- Author:
Guifang WANG
1
;
Changwei LUO
2
;
Can CUI
1
;
Shengjin WANG
2
;
Jing HUANG
3
Author Information
- Publication Type:Journal Article
- Keywords: Facial dimensions; Infection control; N95 respirator; Respiratory protection
- MeSH: Humans; Face/anatomy & histology*; N95 Respirators/standards*; Male; Adult; Female; Middle Aged; Beijing
- From:Environmental Health and Preventive Medicine 2025;30():101-101
- CountryJapan
- Language:English
-
Abstract:
BACKGROUND:The protective effectiveness of an N95 respirator depends on the filtration efficiency of the material from which the N95 respirator is made of, as well as the wearers' facial fit. The facial fit of an N95 respirator mainly depends on the degree of matching between the wearers' facial dimension characteristics and the N95 respirator. Quantitative fit testing objectively evaluates the fit of N95 respirators; however, it is not easy to promote because of the limitations of testing conditions. The aim of this study is to establish a fit prediction model of N95 respirator based on facial images.
METHODS:Facial images and fit factor (FF) value of 5 N95 respirators were gathered from 299 medical staffs in 10 hospitals in Beijing. Face geometry measurement was based on 3D face modelling, and the American TSI-8038 Porta Count Pro+ was used to conduct quantitative fit test. Multiple linear regression analysis was employed to identify facial dimensional features that significantly influenced the fit of N95 respirators.
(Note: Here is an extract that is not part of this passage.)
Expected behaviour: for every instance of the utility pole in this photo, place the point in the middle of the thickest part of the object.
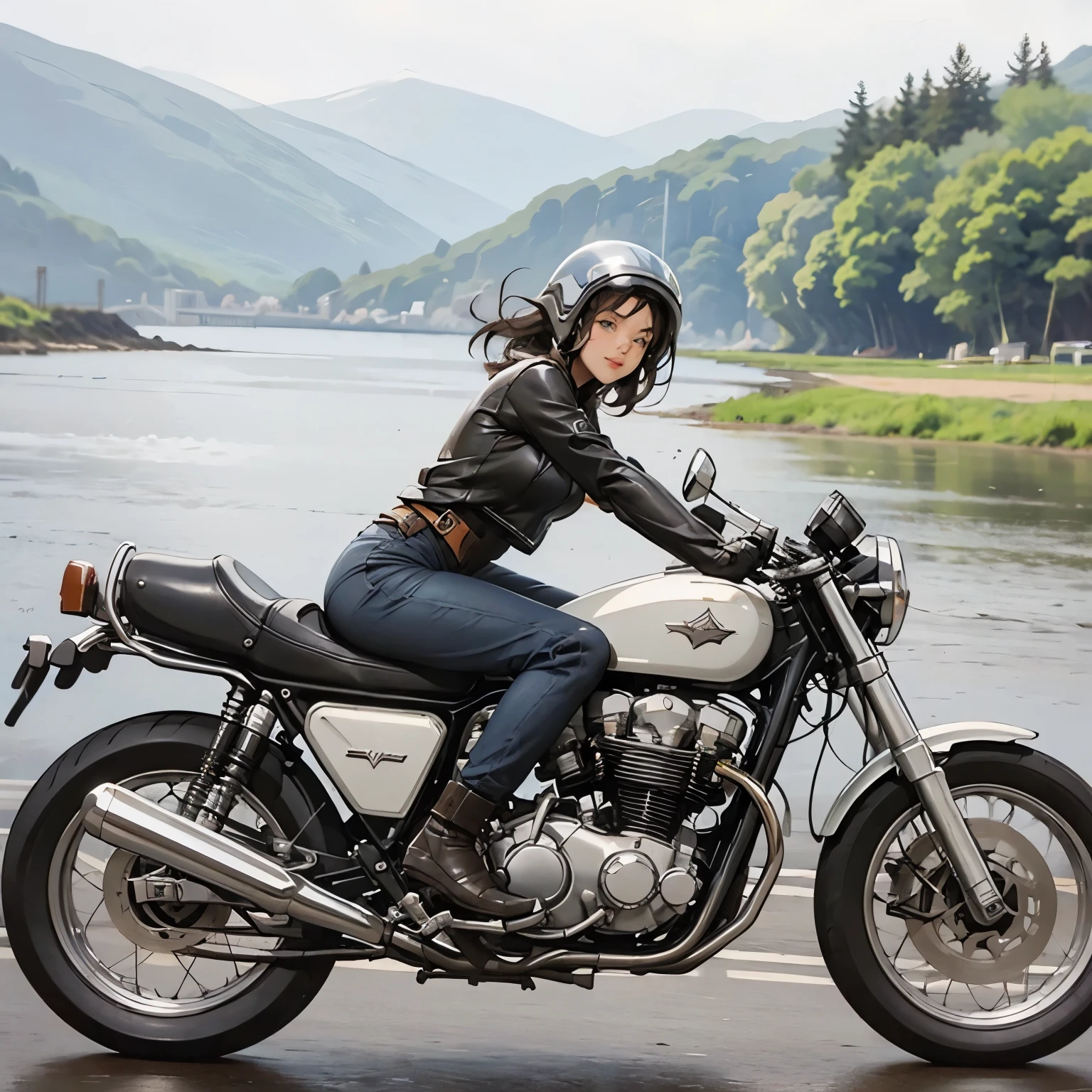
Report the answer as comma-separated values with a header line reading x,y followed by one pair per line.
x,y
663,238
Through matching training of facial image and FF values, a fit prediction model has been established, enabling rapid recommendation of N95 respirators meeting the fit standard via facial image recognition.
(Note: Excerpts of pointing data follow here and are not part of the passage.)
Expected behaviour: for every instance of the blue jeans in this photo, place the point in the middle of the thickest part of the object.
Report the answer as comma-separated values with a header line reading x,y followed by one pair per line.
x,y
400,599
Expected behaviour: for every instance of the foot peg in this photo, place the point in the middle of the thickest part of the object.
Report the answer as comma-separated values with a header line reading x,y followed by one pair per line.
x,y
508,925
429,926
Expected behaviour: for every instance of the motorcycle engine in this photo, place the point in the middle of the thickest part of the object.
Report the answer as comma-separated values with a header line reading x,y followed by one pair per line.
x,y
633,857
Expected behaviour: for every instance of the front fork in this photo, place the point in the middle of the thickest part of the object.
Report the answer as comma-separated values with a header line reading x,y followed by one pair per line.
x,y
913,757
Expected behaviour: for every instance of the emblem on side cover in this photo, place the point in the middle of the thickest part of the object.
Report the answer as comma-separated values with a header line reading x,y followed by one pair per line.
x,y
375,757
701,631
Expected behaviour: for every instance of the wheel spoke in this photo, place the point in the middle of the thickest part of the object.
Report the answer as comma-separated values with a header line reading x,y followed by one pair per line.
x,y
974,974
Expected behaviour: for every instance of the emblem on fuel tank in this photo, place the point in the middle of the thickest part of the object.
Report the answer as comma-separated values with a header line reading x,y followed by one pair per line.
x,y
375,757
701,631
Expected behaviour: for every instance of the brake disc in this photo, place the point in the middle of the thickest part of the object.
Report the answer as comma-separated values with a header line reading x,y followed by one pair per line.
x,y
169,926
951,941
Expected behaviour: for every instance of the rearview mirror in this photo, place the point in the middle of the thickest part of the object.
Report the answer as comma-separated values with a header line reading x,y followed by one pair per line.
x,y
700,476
RESULTS:A fit prediction model for N95 respirators based on facial images has been developed, which enables the rapid recommendation of N95 respirators with acceptable FF value for healthcare personnel. The model demonstrated an accuracy of 55.93%, a precision of 98.43%, a recall of 51.65%, and an F1 score of 0.68.
CONCLUSIONS:It is feasible to utilize computer-based facial recognition technology to rapidly recommend N95 respirators for medical personnel. Given the high level of accuracy achieved, the model demonstrates significant potential for practical application.